The burden of disease borne by the highest-cost users and the financial costs of caring for them, is an increasingly urgent issue, noted Laura Rosella, a scientist with Public Health Ontario who worked with Wodchis and Guilcher to link data from three cycles of the Canadian Community Health Survey for Ontario to medical claim data from the Ontario Health Insurance Plan to probe data on high-cost users. The data so far suggest this is a research area that offers insight into potential reforms to health care delivery, said Rosella. The aim is to “inform policies to improve population health and achieve sustainability of health services.”

The top 5% of users of health care in Ontario tend to be older, white women with low income and comorbidities.
Image courtesy of Lighthaunter/iStock/Thinkstock
The top 1% of health care users, some 132 200 people in Ontario, consume 25% of the province’s $46-billion health budget, or an average of $53 000 per patient, Rosella noted. Hospital services expenditures account for 54% of this. Nearly a quarter of high-cost users are over 80 years old, 20% are obese and 32% are from low-income households. Obesity and a history of heavy smoking are associated with a 70% increased risk for becoming a high-cost user of health care. Lack of access to a family physician also greatly elevates the risk, Rosella noted.

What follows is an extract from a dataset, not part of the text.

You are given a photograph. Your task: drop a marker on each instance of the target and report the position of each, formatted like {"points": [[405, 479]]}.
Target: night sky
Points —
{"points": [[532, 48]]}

Another study found that the top 1% of high-cost users tend not to own their homes and to live in high unemployment areas, said Tiffany Fitzpatrick, an epidemiologist with Public Health Ontario. Her study concluded that food insecurity was very strongly associated with high-cost health care use. Over a third of these patients come from low-income households, and about 56% come from below middle-income households. “The odds of belonging to a low-income, compared to high-income, household were nearly seven times greater” in high-cost users, Fitzpatrick noted.
In another unpublished study of children who are persistently high-resource users, Dr. Astrid Guttmann, a senior scientist at ICES working with Wodchis, found that 28 642 children were in the top 1% of pediatric health-resource users in 2007, with a median cost of $22 945. Among these children, 38% had neurological impairment, and home care use was the largest contributor to cost.
Intriguingly, says Rosella, high-cost users often enter into intensive care use abruptly, rather than gradually. Citing data suggesting that 45% of the top 1% of health care users were never previously in the top 5% of users, Rosella explained that very few patients remain high-cost users for more than five years.
“The transitions do not always occur gradually,” Rosella noted, before explaining that death is by far the most common outcome.